Nov 15 2022

Housing Element Authorized by Council to Be Sent to State

On November 15, 2022 at the Special Council Meeting on the Housing Element, the Council unanimously voted to:

“Approve the attached Resolution authorizing staff to finalize and submit the City of Piedmont’s Sixth Cycle Draft Housing Element to the California Department Of Housing And Community Development For Review.”

 No Council changes were made to the proposal. 

All participants appeared to understand the necessity of moving forward on the Housing Element in meeting the January 31, 2023 deadline and responding to the Housing and Community Development Department.

A number of speakers wanted additional consideration of housing on city property in the center of Piedmont.  Others were supportive of the changes made to the November 15, 2022 proposal.

Interest was expressed regarding evaluating public safety facilities in conjunction with housing in Central Piedmont, recognition of safety issues related to adding housing next to schools in the congested center of Piedmont, need to support recreational spaces given the increase in population, potential of isolating low-income families in Moraga Canyon, and renewed planning study of Central Piedmont.

READ the authorized Housing Element >HERE.

 

5 Responses to “Housing Element Authorized by Council to Be Sent to State”

  1. I generally commend the city staff and Council for trying to work through a fundamentally flawed state process.
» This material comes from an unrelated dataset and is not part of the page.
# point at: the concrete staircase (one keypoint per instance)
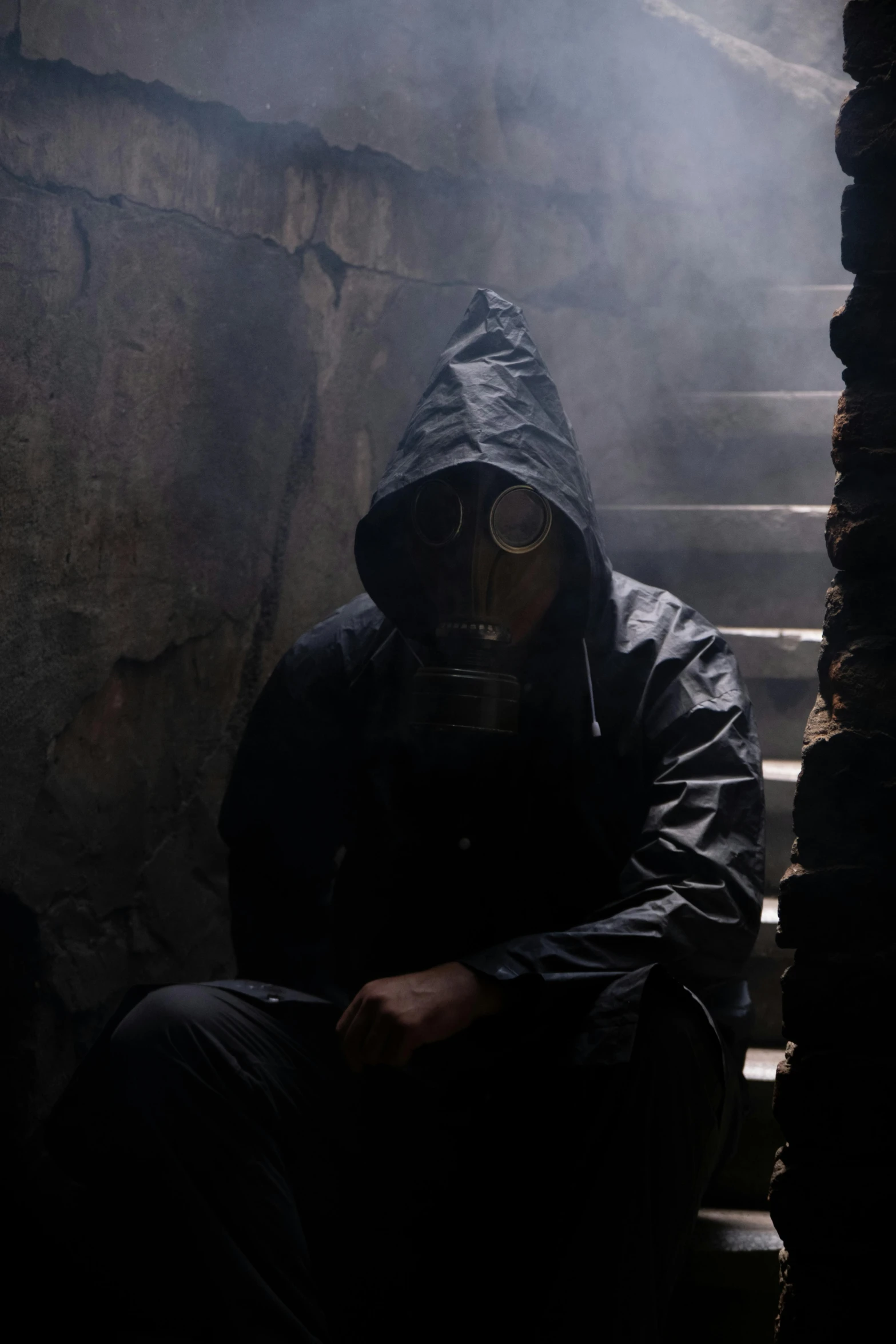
(747, 548)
Besides the fact that the gross state and regional allocations are not based on current demographic trends, the allocations to each city are arbitrary and not based on any knowledge of a jurisdiction’s available vacant and underutilized sites.

    Built-out Piedmont with less than 2 square miles of land is assigned 587 units. Woodside in the heart of job-rich Silicon Valley gets only 328 units but has 11 square miles, 5+ times larger. Orinda with a BART Station and a 10-lane freeway, and 12 square miles of lightly developed land gets an allocation of only 557 units.
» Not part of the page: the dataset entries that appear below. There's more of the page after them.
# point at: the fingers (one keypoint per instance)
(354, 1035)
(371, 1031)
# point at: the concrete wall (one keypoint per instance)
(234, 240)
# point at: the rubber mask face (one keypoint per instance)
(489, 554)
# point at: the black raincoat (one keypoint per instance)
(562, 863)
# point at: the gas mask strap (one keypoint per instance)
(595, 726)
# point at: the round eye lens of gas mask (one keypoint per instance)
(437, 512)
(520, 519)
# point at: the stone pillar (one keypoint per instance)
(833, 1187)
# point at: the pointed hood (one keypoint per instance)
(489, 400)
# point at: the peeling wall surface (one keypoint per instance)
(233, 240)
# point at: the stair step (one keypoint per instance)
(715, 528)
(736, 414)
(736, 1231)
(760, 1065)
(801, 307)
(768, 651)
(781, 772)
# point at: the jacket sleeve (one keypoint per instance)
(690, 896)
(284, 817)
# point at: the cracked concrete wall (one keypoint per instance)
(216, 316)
    It is hard to be respectful of such a flawed system. Only a few cities appealed their numbers. If more had, the pushback would have had political clout. A legislative fix is needed. But until then Piedmont will have to just provide a good faith effort to appear to achieve the unachievable.

  2. Thank you Michael for providing a greater-than-local protective on this phenomenon.
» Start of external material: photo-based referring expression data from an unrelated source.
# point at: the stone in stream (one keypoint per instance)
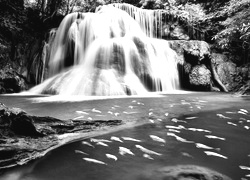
(184, 172)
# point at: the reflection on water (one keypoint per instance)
(209, 130)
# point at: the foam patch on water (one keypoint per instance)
(78, 98)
  3. This whole process is totally flawed! Why does the Council think that the low income housing must be in better location(s) than some of the current housing along Maxwelton above Moraga? Don’t expect me to pay for your absurdity!

  4. I think the LWC consultant may have somewhat addressed Michael’s question of why the disparity in allocations. In a discussion of the meaning of “high resource” I recall she said that HCD was using criteria like good schools and parks rather than public transit, access to services and underutilized sites to assign RHNA allocations. So that’s an equity rather than smart growth filter. The Housing Element assigns virtually all of the affordable housing to the city’s border neighborhoods. It will be interesting to see how HCD interprets this in light of their definition of “high resource”.

  5. I haven’t done the research but I’d guess that both Orinda and Woodside have comparable high achieving schools and I’m sure more park acreage per capita.
    Vacant and underutilized sites should be the most important criteria in terms of achieving housing goals. Without such sites almost nothing happens.